Songcang ChenDagger , Li CaoDagger §, Hope D. IntenganDagger , Michael Humphreys, and David G. GardnerDagger ||

From the Dagger  Diabetes Center/Metabolic Research Unit and  Department of Medicine, University of California, San Francisco 94143-0540, California

Previously, we showed that increased extracellular tonicity promotes increased type A natriuretic peptide receptor (NPR-A) expression through a p38 MAPKbeta pathway in inner medullary collecting duct cells. The endothelial and inducible nitric-oxide synthase (eNOS and iNOS respectively) genes are also expressed in this nephron segment and are thought to play a role in regulating urinary sodium concentration. We sought to determine whether changes in tonicity might regulate NOS gene expression, and if so, whether these latter changes might be linked mechanistically to the increase in NPR-A gene expression. Increased extracellular tonicity effected a time-dependent reduction in eNOS and iNOS protein levels, eNOS mRNA levels, and eNOS gene promoter activity over the first 8 h of the incubation. Although levels of the eNOS mRNA and promoter activity had returned to normal after 24 h, eNOS protein levels remained low at 24-36 h, and recovery was not complete even at 48 h. The decrease in eNOS expression was signaled in large part through a p38 MAPK-dependent mechanism. Reduction in eNOS expression together with the concomitant decline in intracellular cyclic GMP levels appears to account for a significant portion of the p38 MAPK-dependent osmotic stimulation of NPR-A gene expression noted previously. Collectively, these findings support the existence of a complex regulatory circuitry in the cells of the inner medullary collecting duct linking two independent cyclic GMP-generating signal transduction systems involved in regulation of urinary sodium concentration.

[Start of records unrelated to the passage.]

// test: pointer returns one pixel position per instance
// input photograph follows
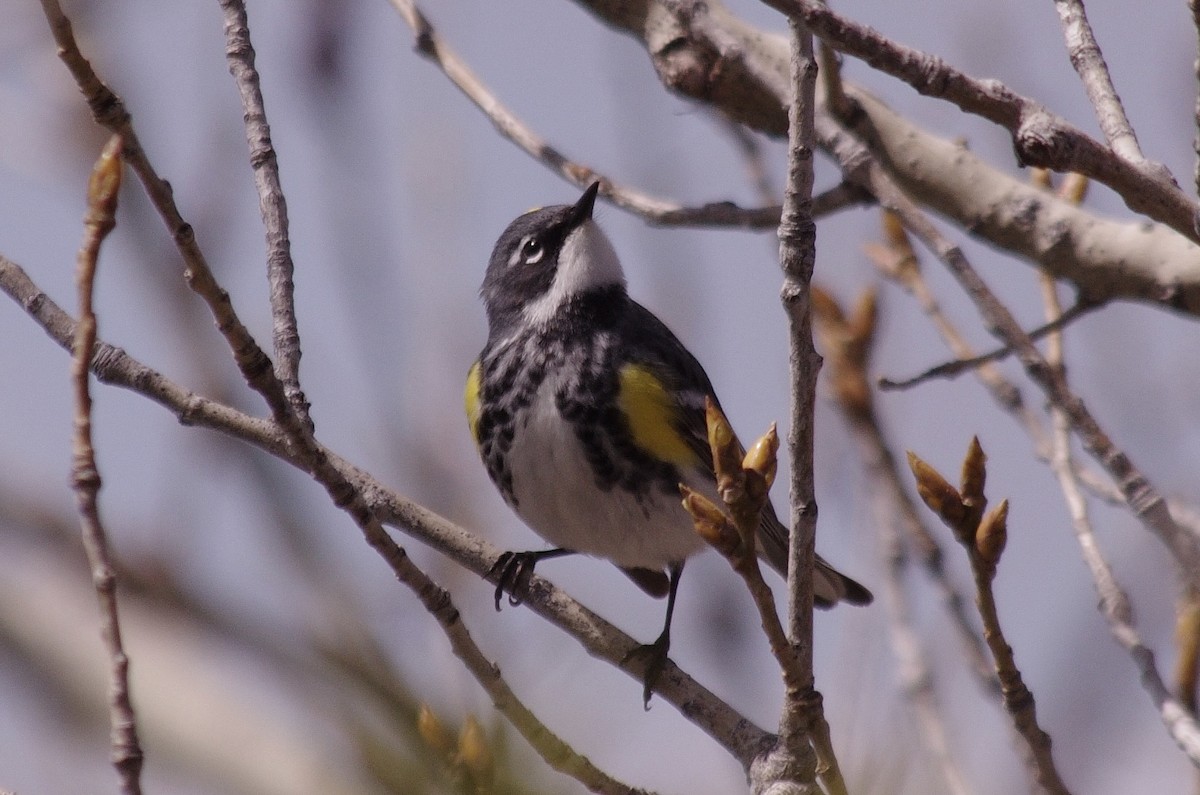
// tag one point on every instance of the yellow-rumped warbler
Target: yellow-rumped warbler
(589, 413)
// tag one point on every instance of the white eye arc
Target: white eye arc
(532, 250)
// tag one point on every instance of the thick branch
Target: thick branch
(715, 58)
(603, 640)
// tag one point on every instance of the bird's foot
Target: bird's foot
(653, 658)
(513, 571)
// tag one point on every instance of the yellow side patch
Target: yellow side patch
(471, 400)
(652, 416)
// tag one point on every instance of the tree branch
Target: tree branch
(99, 221)
(603, 640)
(714, 58)
(271, 202)
(1089, 61)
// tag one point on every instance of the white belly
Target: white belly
(558, 497)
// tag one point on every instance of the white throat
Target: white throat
(587, 261)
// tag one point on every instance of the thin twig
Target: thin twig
(1140, 495)
(957, 366)
(1114, 604)
(802, 719)
(109, 112)
(1039, 137)
(1194, 6)
(1089, 61)
(1018, 699)
(652, 209)
(753, 157)
(271, 202)
(847, 344)
(735, 733)
(99, 221)
(983, 537)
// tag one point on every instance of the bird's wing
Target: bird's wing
(679, 387)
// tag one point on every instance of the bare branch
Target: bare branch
(957, 366)
(717, 59)
(654, 210)
(744, 740)
(99, 221)
(1089, 61)
(1194, 6)
(983, 536)
(1181, 725)
(1039, 137)
(1140, 495)
(847, 344)
(109, 112)
(271, 202)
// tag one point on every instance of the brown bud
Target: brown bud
(826, 310)
(726, 452)
(936, 491)
(763, 455)
(711, 521)
(475, 754)
(1039, 177)
(1074, 189)
(862, 326)
(433, 731)
(975, 476)
(106, 177)
(993, 536)
(906, 262)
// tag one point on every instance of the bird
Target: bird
(588, 413)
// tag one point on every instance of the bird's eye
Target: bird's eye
(532, 250)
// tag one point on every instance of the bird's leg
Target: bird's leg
(654, 656)
(514, 569)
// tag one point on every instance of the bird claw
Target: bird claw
(653, 659)
(513, 572)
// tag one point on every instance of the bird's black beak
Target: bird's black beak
(582, 209)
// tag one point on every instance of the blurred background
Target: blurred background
(274, 652)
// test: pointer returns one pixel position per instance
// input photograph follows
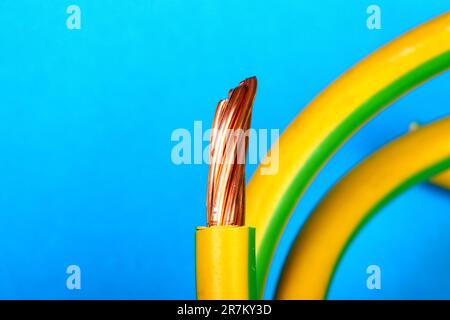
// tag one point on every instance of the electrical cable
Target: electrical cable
(330, 119)
(225, 249)
(353, 201)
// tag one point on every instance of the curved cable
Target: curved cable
(333, 116)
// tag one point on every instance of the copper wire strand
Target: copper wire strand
(225, 197)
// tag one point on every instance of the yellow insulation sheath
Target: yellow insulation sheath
(225, 263)
(332, 117)
(325, 235)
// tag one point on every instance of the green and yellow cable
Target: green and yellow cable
(354, 200)
(332, 117)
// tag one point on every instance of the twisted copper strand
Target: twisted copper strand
(225, 198)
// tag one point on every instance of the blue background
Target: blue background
(86, 117)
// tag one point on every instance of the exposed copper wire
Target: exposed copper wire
(225, 198)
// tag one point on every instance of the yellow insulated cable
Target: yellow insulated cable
(225, 263)
(345, 209)
(442, 180)
(330, 119)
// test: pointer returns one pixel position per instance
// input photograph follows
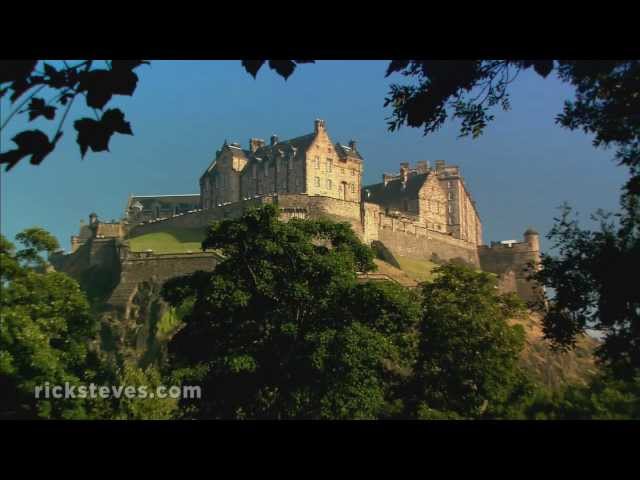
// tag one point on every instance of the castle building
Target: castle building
(419, 213)
(141, 208)
(313, 165)
(435, 197)
(310, 164)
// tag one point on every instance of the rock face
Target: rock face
(555, 369)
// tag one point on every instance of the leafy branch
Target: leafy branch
(96, 85)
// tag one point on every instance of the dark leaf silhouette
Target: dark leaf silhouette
(97, 84)
(30, 142)
(38, 107)
(543, 67)
(16, 70)
(56, 78)
(252, 66)
(127, 64)
(101, 84)
(284, 67)
(113, 119)
(123, 82)
(396, 66)
(95, 134)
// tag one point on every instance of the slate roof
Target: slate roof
(393, 192)
(345, 152)
(186, 201)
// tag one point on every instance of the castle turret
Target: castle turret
(532, 238)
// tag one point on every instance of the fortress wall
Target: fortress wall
(295, 205)
(426, 246)
(408, 237)
(141, 267)
(102, 252)
(316, 207)
(512, 262)
(200, 219)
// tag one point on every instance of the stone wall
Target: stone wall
(136, 268)
(419, 243)
(305, 206)
(514, 260)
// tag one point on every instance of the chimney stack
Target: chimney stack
(255, 144)
(422, 166)
(404, 171)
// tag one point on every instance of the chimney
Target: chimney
(255, 144)
(422, 166)
(404, 171)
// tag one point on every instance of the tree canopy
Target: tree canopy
(282, 329)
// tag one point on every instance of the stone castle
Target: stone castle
(423, 212)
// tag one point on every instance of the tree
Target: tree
(468, 353)
(282, 329)
(97, 85)
(592, 277)
(45, 330)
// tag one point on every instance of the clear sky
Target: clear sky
(519, 171)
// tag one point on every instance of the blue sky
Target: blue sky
(519, 171)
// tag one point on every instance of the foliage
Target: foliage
(605, 398)
(282, 329)
(142, 407)
(591, 276)
(45, 329)
(284, 68)
(97, 85)
(468, 354)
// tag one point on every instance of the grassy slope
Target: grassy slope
(552, 368)
(172, 240)
(419, 270)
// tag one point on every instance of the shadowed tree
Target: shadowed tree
(282, 329)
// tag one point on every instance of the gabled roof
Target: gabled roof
(394, 192)
(191, 199)
(345, 152)
(300, 144)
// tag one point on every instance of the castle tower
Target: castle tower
(532, 238)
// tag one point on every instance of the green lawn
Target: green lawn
(172, 240)
(419, 270)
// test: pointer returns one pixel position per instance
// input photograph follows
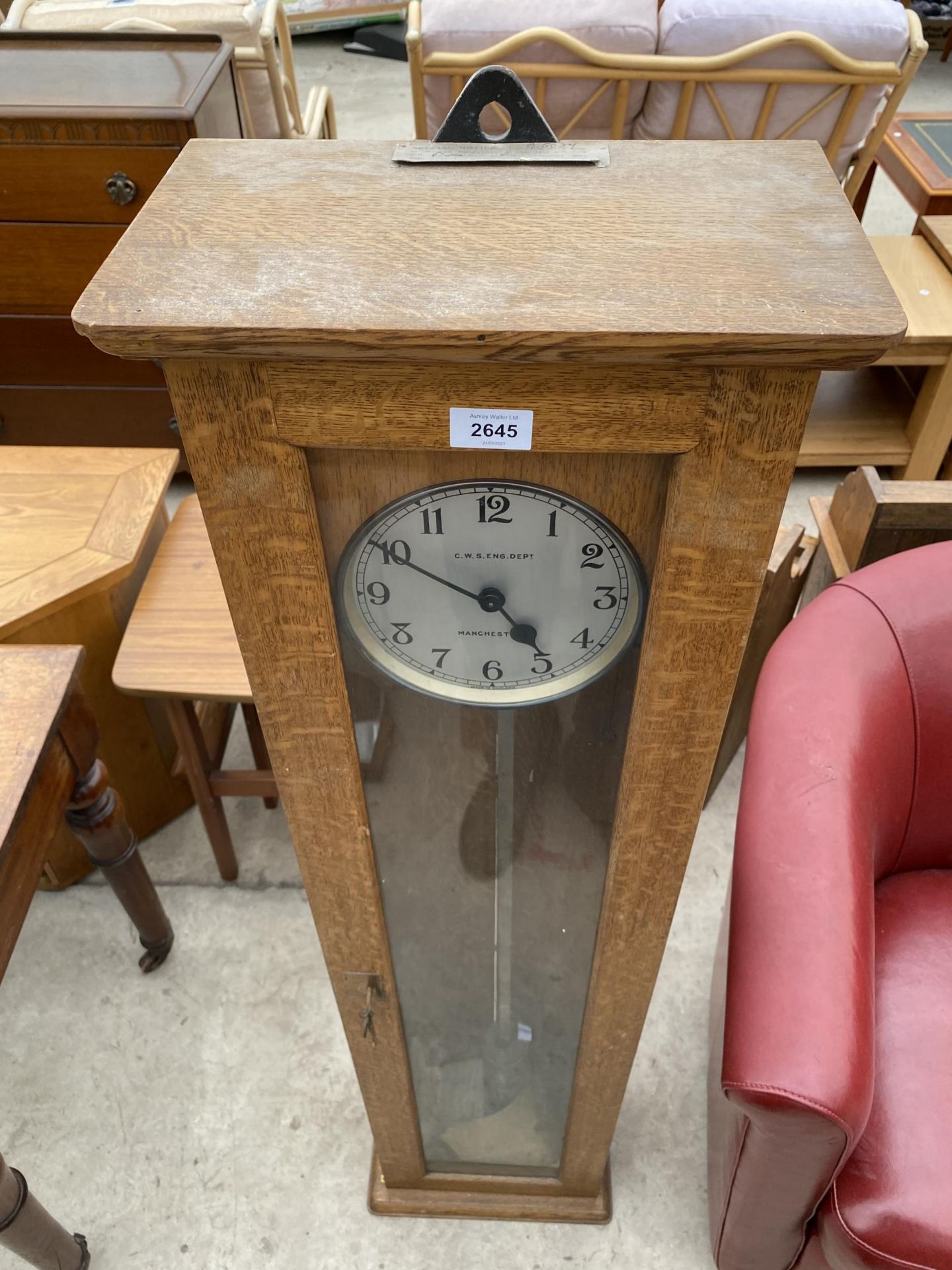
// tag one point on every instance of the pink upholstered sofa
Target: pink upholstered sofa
(828, 70)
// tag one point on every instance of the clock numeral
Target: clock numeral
(496, 506)
(395, 553)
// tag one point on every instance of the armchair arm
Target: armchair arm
(824, 803)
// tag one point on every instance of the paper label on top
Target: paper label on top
(491, 429)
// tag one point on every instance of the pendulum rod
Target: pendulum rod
(506, 826)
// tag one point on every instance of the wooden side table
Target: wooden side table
(48, 770)
(78, 531)
(898, 413)
(917, 155)
(867, 520)
(179, 650)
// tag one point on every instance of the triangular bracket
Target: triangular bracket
(488, 85)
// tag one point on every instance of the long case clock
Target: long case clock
(492, 456)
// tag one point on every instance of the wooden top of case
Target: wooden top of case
(686, 251)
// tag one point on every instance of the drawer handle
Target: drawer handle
(121, 189)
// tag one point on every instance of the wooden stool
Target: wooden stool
(898, 413)
(180, 647)
(48, 770)
(78, 531)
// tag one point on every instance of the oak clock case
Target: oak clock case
(491, 826)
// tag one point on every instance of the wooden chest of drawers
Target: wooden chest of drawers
(88, 126)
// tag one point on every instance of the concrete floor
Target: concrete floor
(208, 1115)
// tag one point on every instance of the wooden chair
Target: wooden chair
(267, 85)
(179, 646)
(847, 79)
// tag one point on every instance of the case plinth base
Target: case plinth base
(485, 1205)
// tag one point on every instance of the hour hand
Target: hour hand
(524, 634)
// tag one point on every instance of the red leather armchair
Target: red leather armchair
(830, 1101)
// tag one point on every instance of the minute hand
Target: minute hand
(436, 577)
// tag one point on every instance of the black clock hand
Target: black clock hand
(491, 601)
(522, 633)
(436, 577)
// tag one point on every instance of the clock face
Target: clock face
(494, 593)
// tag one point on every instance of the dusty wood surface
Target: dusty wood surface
(477, 266)
(180, 640)
(73, 521)
(923, 286)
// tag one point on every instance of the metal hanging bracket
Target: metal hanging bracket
(528, 139)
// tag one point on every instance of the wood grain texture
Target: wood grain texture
(721, 517)
(46, 183)
(78, 531)
(180, 640)
(575, 408)
(923, 286)
(488, 1199)
(259, 508)
(870, 519)
(73, 521)
(779, 595)
(55, 75)
(930, 427)
(45, 267)
(34, 687)
(906, 161)
(622, 273)
(858, 417)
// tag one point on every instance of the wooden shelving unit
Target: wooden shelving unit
(891, 414)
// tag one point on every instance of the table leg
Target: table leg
(30, 1232)
(863, 192)
(198, 765)
(97, 817)
(259, 748)
(930, 429)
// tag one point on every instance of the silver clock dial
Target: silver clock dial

* This work was supported by National Institutes of Health Grants HL45637 (to D. G. G.) and DK58812 (to M. H.) .The costs of publication of this article were defrayed in part by the payment of page charges. The article must therefore be hereby marked "advertisement" in accordance with 18 U.S.C. Section 1734 solely to indicate this fact.

§ Present address: Dept. of Genetics, Washington University School of Medicine, St. Louis, MO 63130.

|| To whom correspondence should be addressed: Diabetes Center/Metabolic Research Unit, 1109 Health Science West, University of California, San Francisco, CA 94143-0540. Tel.: 415-476-2729; Fax: 415-476-1660; E-mail: gardner@itsa.ucsf.edu.


Copyright © 2002 by The American Society for Biochemistry and Molecular Biology, Inc.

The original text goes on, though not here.